Network functions virtualization.
Network functions virtualization separates the network's key functions (like directory services, file sharing, and IP configuration) so they can be distributed among environments.

How does Virtualization work?

Software called Hypervisors separates the physical resources from the virtual environment.

Hypervisors

Introduction
A Hypervisor is a type of software, that creates and runs virtual machines. The Hypervisor presents the guest OS with a virtual operating platform and manages the execution of the guest operating systems.
Hypervisors types
1. Type1: native/bare-metal hypervisor
2. This type of hypervisor runs directly on the physical hardware, without the need for a host OS. It interacts directly with the hardware and controls the allocation of physical resources to VMs.
3. Type2: Hosted Hypervisors
4. This type of hypervisor runs on a conventional OS just like other computer programs. It relies on the host OS to manage hardware resources and provides a virtualization layer on top of it. (Virtual box, VMware...)
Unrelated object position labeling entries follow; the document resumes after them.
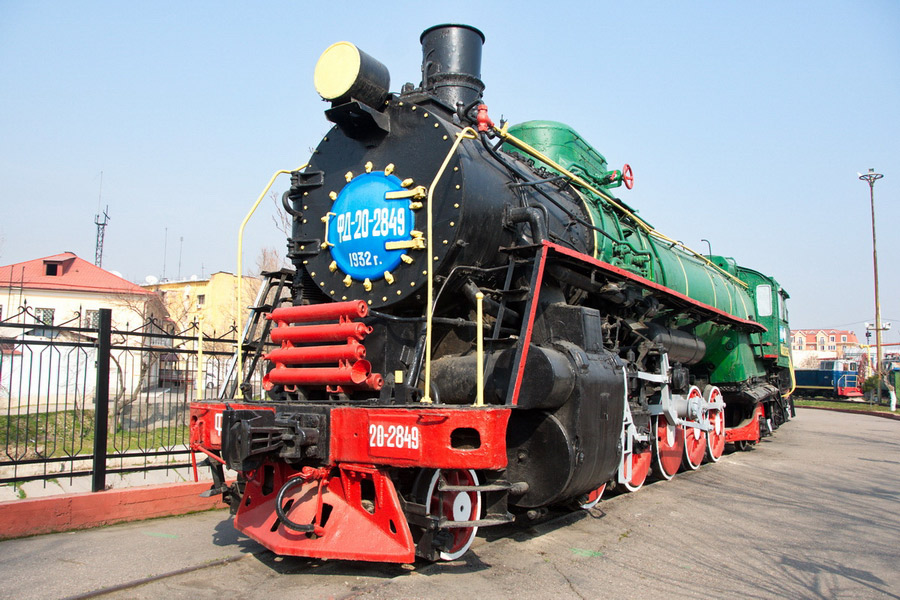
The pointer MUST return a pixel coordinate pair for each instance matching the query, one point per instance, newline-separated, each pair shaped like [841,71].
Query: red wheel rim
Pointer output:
[694,439]
[640,467]
[594,498]
[715,438]
[668,448]
[455,506]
KVM (Kernel-based Virtual machine)

KVM is an open-source virtualization technology built into Linux. KVM lets you turn Linux into a hypervisor that allows a host machine to run multiple Virtual environments. KVM converts Linux into a type1 hypervisor. Since it's already built inside the Linux Kernel, it has by default all the Kernel modules and components it needs. There are other tools similar to KVM but irrelevant compared to KVM (Like MS Hyper-V, but who cares about Windows!?)

Containerization

Containerization is the packaging of software code with just the OS Libraries and dependencies required to run the code to create a single lightweight executable.

We know that virtualization relies on the hypervisor to run a virtual environment on another environment built on the physical environment. Containerization, on the other hand, operates on a higher level in the system stack and is based on the main system's kernel to operate.

Before jumping to containerization at runtime, we need to introduce 2 of the most important features in Linux systems on which containerization is based: Namespaces and Cgroups. These features allow process isolation:

Namespaces

Namespacing is a feature of the Linux Kernel, that provides process isolation, by creating different namespaces for various system resources.
Namespacing can easily done by running the unshare command, e.g:

$ sudo unshare --fork --pid --mount-proc sh

There are several types of namespaces that container runtime uses:

PID namespaces: processes inside a container have their process ID namespaces, meaning that the processes run inside the container, are isolated from other processes run in the system outside.
Network namespaces: Containers have their own Network interfaces, IP addresses and routing tables. Which allows networked applications to run independently.
Mount namespaces: This allows containers to mount their own isolated filesystems. Changes made to these filesystems will not affect the host system.
UTS namespaces: UTS(Unix Timesharing System) namespace is a form of namespacing that isolates the hostname and NIS(Network information service) domain name that is associated with a container.
If you want to know more about Hostname, NIS, and Namespacing.

CGroups

CGroups (Control Groups), are a Linux Kernel feature that allows the allocation and management of system resources. It's used to provide the necessary system resources. Because by default in the user-land, the kernel provides a certain amount of resources to processes run. Examples of resources: memory, CPU, block I/O, network(iptables/tc), huge pages(special way to allocate memory), RDMA(specific for InifiniBand / remote memory transfer)(Remote Direct Memory Access is a technology that enables two networked computers to exchange data in main memory without relying on the processor, cache or operating system of either computer.)
Example of a Cgroup that limits memory:

$ sudo cgcreate -a redaoui -g memory:cgExample

seccomp-bpf

In addition to Namespaces and CGroups, it's only fair to mention the seccomp-bpf feature that allows you to restrict system calls. Which adds another level of security to our "containers".
We also need to mention other security features like LSMs and capabilities.

more details

You can find more detailed information about the Containers' internals here.

Containers

From what we've read above, we understand that containers were just a small mixture of the Namespaces, CGroups and some filesystem magic. And secured using some features like capabilitiesm, seccomp, LSMs...

Why containers

There are many reasons why you should use containers, especially in some cases where it is vital for a task to be done virtually without the need for a Virtual Machine.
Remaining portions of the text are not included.